A ‘50s and ‘60s theatre show, Lipstick On Your Collar, rolls into Mansfield Palace Theatre on Thursday.

A new play for young people and community audiences which “takes stories from all our families and weaves them with that of Saad Al-Kassab, a young Syrian refugee whose dreams had to change forever when war broke out in his city of Homs”, Journeys of Destiny by Ava Hunt Theatre can be seen in the Studio at Derby Theatre on Thursday and at Attenborough Arts Centre, Leicester on Friday.

Inspired in part by work with tea dancers and choirs, Bodies in Flight’s Life Class dances into the Djanogly Theatre at Lakeside Arts, Nottingham on Friday.

Mike Shepherd’s adaptation of Julia Donaldson and Axel Scheffler’s Zog promises to be roaring fun for all ages in Derngate, Northampton from Friday until Sunday.

Anton Lesser takes to the stage for the first time in a decade to play Pope Benedict in the world première of The Pope by Anthony McCarten which continues at Royal and Derngate, Northampton until Saturday.

Conor Glean is Cassius Clay, Christopher Colquhoun plays Malcolm X, Miles Yekinni is American football star turned actor Jim Brown and Matt Henry takes the role of soul singer Sam Cooke in One Night in Miami… by Kemp Powers which continues at Nottingham Playhouse until Saturday.

The “world’s first in-the-round production” of the comedy-drama Brassed Off, Paul Allen’s play adapted from Mark Herman’s screenplay, continues at the New Vic, Newcastle-under-Lyme until Saturday.

Deafinitely Theatre and Birmingham Stage Company team up for the world première of the next in the Horrible Histories series, Dreadful Deaf, which is “deafinitely not for the faint-hearted”, at Derby Theatre on Saturday and Sunday.

Julia Donaldson and David Roberts’s playful story The Flying Bath splashes into life in the Foyle Studio at mac Birmingham on Sunday.

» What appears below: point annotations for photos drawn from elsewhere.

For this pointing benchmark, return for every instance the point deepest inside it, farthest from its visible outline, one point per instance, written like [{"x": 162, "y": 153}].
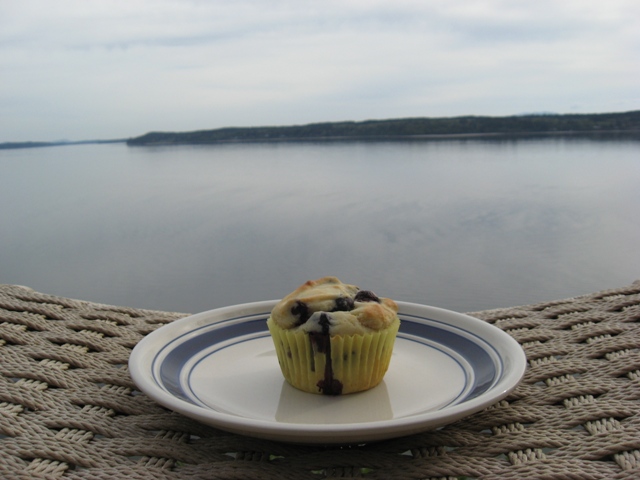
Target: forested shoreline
[{"x": 401, "y": 128}]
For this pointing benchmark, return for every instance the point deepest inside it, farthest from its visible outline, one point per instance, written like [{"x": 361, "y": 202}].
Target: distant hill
[{"x": 404, "y": 127}]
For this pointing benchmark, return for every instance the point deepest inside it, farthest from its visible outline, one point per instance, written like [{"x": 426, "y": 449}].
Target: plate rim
[{"x": 140, "y": 369}]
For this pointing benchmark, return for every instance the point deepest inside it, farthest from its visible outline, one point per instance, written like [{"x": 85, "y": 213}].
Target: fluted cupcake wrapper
[{"x": 356, "y": 362}]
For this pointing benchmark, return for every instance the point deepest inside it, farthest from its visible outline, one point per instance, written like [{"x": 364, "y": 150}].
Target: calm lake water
[{"x": 463, "y": 224}]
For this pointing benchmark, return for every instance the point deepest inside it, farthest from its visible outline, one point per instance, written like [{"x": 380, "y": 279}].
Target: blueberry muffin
[{"x": 332, "y": 338}]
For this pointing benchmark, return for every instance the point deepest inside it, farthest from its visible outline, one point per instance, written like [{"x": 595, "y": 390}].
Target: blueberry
[
  {"x": 343, "y": 304},
  {"x": 301, "y": 310}
]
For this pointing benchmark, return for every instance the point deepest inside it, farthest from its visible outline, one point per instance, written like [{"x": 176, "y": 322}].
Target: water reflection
[{"x": 465, "y": 224}]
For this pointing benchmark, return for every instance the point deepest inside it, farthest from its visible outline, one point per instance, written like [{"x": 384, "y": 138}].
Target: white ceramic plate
[{"x": 220, "y": 367}]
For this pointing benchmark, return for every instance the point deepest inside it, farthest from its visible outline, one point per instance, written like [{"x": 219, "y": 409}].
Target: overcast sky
[{"x": 93, "y": 69}]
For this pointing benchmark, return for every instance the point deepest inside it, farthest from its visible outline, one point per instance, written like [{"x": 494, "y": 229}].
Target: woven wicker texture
[{"x": 69, "y": 410}]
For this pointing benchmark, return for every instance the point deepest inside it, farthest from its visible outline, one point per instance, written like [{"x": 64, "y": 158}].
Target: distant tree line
[{"x": 405, "y": 127}]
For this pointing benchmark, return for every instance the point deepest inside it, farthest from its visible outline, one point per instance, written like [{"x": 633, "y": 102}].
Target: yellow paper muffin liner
[{"x": 358, "y": 362}]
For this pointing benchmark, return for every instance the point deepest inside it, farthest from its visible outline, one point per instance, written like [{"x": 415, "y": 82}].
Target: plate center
[{"x": 244, "y": 380}]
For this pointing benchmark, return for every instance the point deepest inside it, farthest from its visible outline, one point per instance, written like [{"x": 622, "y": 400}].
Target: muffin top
[{"x": 327, "y": 303}]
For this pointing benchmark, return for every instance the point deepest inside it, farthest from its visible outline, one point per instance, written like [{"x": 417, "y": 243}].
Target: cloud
[{"x": 120, "y": 68}]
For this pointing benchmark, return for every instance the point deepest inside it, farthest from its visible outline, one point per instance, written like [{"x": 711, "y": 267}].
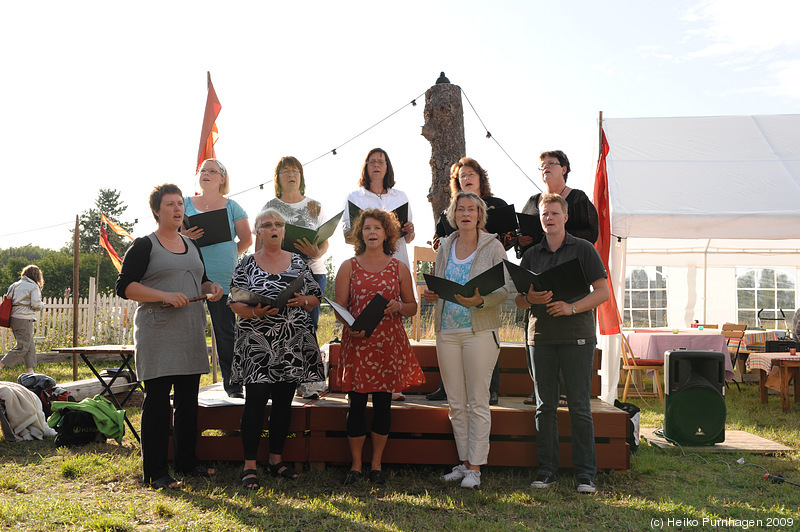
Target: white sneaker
[
  {"x": 456, "y": 474},
  {"x": 586, "y": 486},
  {"x": 472, "y": 479}
]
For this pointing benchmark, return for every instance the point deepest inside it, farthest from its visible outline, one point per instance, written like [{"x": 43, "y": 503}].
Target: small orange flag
[
  {"x": 209, "y": 133},
  {"x": 114, "y": 227},
  {"x": 607, "y": 313},
  {"x": 107, "y": 246}
]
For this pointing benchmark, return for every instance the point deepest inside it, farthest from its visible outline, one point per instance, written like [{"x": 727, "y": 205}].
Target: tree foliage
[{"x": 108, "y": 203}]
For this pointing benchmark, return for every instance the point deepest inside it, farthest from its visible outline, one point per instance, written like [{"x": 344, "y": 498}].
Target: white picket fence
[{"x": 102, "y": 319}]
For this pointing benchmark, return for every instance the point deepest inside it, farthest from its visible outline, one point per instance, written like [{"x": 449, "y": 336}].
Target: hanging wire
[
  {"x": 412, "y": 103},
  {"x": 37, "y": 229},
  {"x": 490, "y": 136}
]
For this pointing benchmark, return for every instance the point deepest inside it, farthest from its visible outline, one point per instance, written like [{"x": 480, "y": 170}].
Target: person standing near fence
[{"x": 26, "y": 297}]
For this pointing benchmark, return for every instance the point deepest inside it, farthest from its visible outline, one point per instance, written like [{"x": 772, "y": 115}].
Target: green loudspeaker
[{"x": 694, "y": 406}]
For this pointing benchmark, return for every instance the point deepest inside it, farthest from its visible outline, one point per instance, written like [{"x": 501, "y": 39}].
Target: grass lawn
[{"x": 96, "y": 488}]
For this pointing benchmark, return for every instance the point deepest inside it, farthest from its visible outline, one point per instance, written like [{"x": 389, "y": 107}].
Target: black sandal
[
  {"x": 201, "y": 471},
  {"x": 250, "y": 479},
  {"x": 282, "y": 469},
  {"x": 166, "y": 482}
]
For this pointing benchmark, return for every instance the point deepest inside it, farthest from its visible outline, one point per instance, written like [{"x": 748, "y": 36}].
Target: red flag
[
  {"x": 114, "y": 227},
  {"x": 111, "y": 253},
  {"x": 607, "y": 313},
  {"x": 209, "y": 133}
]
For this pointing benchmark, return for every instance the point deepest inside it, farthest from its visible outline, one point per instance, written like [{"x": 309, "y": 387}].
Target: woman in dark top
[
  {"x": 582, "y": 222},
  {"x": 164, "y": 271}
]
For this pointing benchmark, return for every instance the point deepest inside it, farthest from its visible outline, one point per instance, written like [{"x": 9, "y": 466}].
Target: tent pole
[{"x": 705, "y": 279}]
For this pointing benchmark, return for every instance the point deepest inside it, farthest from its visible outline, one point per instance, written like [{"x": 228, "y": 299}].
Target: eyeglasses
[{"x": 546, "y": 165}]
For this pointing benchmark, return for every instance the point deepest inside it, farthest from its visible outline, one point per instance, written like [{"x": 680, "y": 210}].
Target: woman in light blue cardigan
[{"x": 467, "y": 341}]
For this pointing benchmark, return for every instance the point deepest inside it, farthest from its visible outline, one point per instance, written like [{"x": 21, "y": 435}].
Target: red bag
[{"x": 5, "y": 312}]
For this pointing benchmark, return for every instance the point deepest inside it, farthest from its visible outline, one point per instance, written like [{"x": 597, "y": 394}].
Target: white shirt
[{"x": 366, "y": 199}]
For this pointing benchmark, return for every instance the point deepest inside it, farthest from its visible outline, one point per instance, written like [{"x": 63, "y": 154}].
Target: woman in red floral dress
[{"x": 384, "y": 362}]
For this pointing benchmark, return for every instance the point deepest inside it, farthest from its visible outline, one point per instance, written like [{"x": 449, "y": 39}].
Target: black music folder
[
  {"x": 240, "y": 295},
  {"x": 501, "y": 220},
  {"x": 401, "y": 212},
  {"x": 567, "y": 280},
  {"x": 369, "y": 318},
  {"x": 487, "y": 282},
  {"x": 443, "y": 227},
  {"x": 295, "y": 233},
  {"x": 214, "y": 224},
  {"x": 529, "y": 225}
]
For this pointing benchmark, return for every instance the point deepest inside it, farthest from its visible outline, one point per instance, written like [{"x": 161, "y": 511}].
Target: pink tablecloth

At the Royal Shakespeare Company in Stratford, a gender-swapped version of The Taming of the Shrew, set in a 1590s matriarchal England in which women hold all the power, and Kimberley Sykes’s “fierce, exhilarating version” of Shakespeare’s romantic comedy As You Like It both continue in the Royal Shakespeare Theatre until Saturday 31 August; in the Swan Theatre, John Vanbrugh’s comedy The Provoked Wife and Thomas Otway’s “savage political thriller” Venice Preserved run in repertory until Saturday 7 September; and Crooked Dances, a “compelling” new play by Robin French which “examines music, time and attention in our modern digital age”, has its première in The Other Place from Thursday until Saturday 13 July (press night Wednesday 26 June).